December Wild West on Newsstands
My Nana’s Raid story is in the December issue of Wild West magazine now in the mail and on newsstands. It’s always hard for me to look at something I’ve written on a printed page and I suspect this may be the last time I see my byline in a real magazine. But having said that, I’m pretty pleased with the result. Plus, Wild West came up with some great photographs to illustrate, as well as an interesting piece by Lynda Sanchez on Rattlesnake Power in Apache culture.
The Pied Piper
Latest to be defenestrated is a statue of Thomas Jefferson in New York City. The man who among many other achievements wrote the Declaration of Independence and arranged the Louisiana Purchase is now contemptuously dismissed simply as “a well known slaveowner” and so consigned to Trotsky’s “dustbin of history.”

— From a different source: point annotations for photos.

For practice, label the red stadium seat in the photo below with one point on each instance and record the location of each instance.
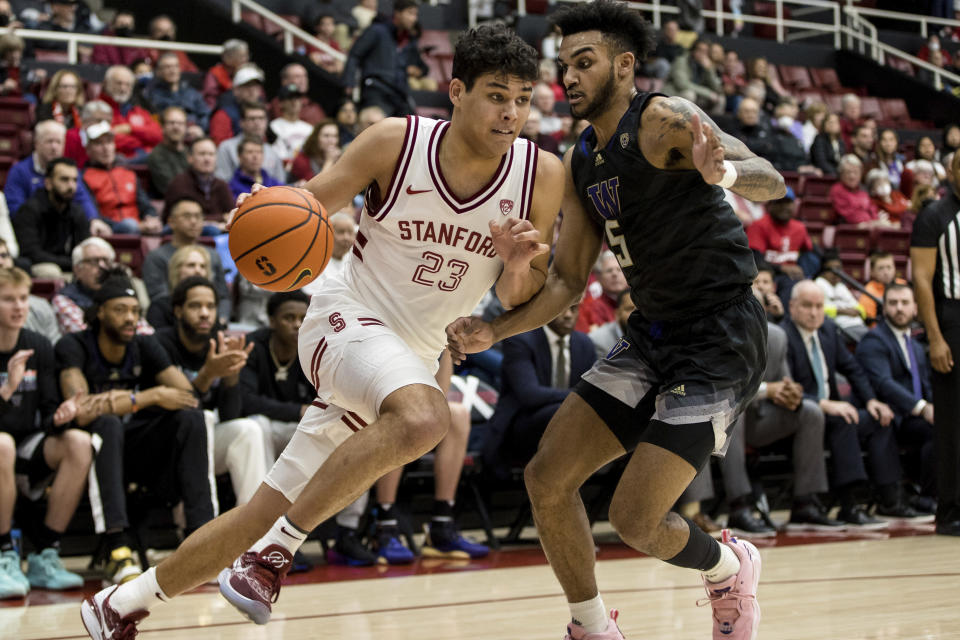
(855, 266)
(851, 240)
(895, 241)
(795, 79)
(816, 210)
(815, 231)
(817, 186)
(129, 249)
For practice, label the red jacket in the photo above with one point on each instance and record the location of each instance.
(145, 133)
(115, 192)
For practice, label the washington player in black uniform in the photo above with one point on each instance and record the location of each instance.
(644, 177)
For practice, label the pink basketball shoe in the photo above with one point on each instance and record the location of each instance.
(612, 632)
(252, 584)
(736, 613)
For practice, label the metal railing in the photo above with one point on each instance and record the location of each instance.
(923, 21)
(74, 40)
(290, 30)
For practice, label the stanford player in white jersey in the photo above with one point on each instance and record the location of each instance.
(450, 210)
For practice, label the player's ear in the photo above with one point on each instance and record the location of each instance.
(457, 91)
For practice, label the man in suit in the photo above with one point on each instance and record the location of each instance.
(539, 367)
(815, 354)
(900, 372)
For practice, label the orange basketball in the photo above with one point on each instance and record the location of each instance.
(281, 239)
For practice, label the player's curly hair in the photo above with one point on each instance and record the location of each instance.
(624, 28)
(493, 48)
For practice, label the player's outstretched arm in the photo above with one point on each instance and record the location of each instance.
(686, 137)
(524, 245)
(577, 249)
(371, 156)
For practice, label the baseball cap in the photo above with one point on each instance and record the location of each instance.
(289, 91)
(99, 129)
(248, 73)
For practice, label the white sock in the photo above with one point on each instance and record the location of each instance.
(139, 594)
(590, 614)
(283, 533)
(728, 566)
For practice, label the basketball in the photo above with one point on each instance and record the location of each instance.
(281, 239)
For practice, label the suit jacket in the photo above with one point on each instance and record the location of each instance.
(528, 378)
(836, 357)
(880, 355)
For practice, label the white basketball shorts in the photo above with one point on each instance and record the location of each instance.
(354, 361)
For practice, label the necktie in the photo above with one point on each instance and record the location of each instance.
(560, 375)
(817, 363)
(914, 369)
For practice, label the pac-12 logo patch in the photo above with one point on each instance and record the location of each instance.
(621, 346)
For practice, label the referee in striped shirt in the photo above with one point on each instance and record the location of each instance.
(935, 254)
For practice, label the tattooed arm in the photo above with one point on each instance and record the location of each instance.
(677, 134)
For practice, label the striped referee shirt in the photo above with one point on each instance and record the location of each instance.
(938, 227)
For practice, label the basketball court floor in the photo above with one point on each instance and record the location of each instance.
(896, 585)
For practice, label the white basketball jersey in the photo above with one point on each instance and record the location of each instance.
(424, 257)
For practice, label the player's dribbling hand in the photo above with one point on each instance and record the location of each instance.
(707, 151)
(516, 241)
(243, 196)
(468, 335)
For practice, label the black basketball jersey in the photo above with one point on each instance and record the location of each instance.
(681, 247)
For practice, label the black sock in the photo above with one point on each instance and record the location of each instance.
(442, 511)
(116, 539)
(45, 538)
(701, 551)
(889, 494)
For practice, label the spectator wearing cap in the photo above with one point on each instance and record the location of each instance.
(247, 87)
(291, 131)
(199, 183)
(310, 111)
(50, 224)
(219, 79)
(169, 158)
(29, 174)
(185, 218)
(374, 59)
(250, 170)
(122, 202)
(168, 89)
(253, 124)
(780, 240)
(75, 143)
(137, 133)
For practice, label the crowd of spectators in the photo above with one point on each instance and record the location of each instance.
(146, 368)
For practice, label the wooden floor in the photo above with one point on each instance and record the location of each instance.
(876, 589)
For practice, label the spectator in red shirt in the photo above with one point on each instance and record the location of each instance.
(850, 200)
(162, 28)
(849, 117)
(219, 79)
(890, 203)
(136, 131)
(595, 311)
(310, 111)
(778, 238)
(122, 27)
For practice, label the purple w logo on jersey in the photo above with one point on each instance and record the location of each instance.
(606, 198)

Perhaps we should replace Jefferson et al. with copies of Hamelin’s Pied Piper .
Fiddler’s Green
Just noted one of the links I’ve been using is gone. Here’s a new link to the “Cavalrymen’s Poem,” better known as “Fiddler’s Green.” Originally an Irish fisherman’s shanty, the verses were adapted by some anonymous barracks poet sometime before the turn of the (19th-20th) Century. Published in the U.S. Army’s Cavalry Journal in 1923, the rhymes became associated with the 1st Cavalry Division.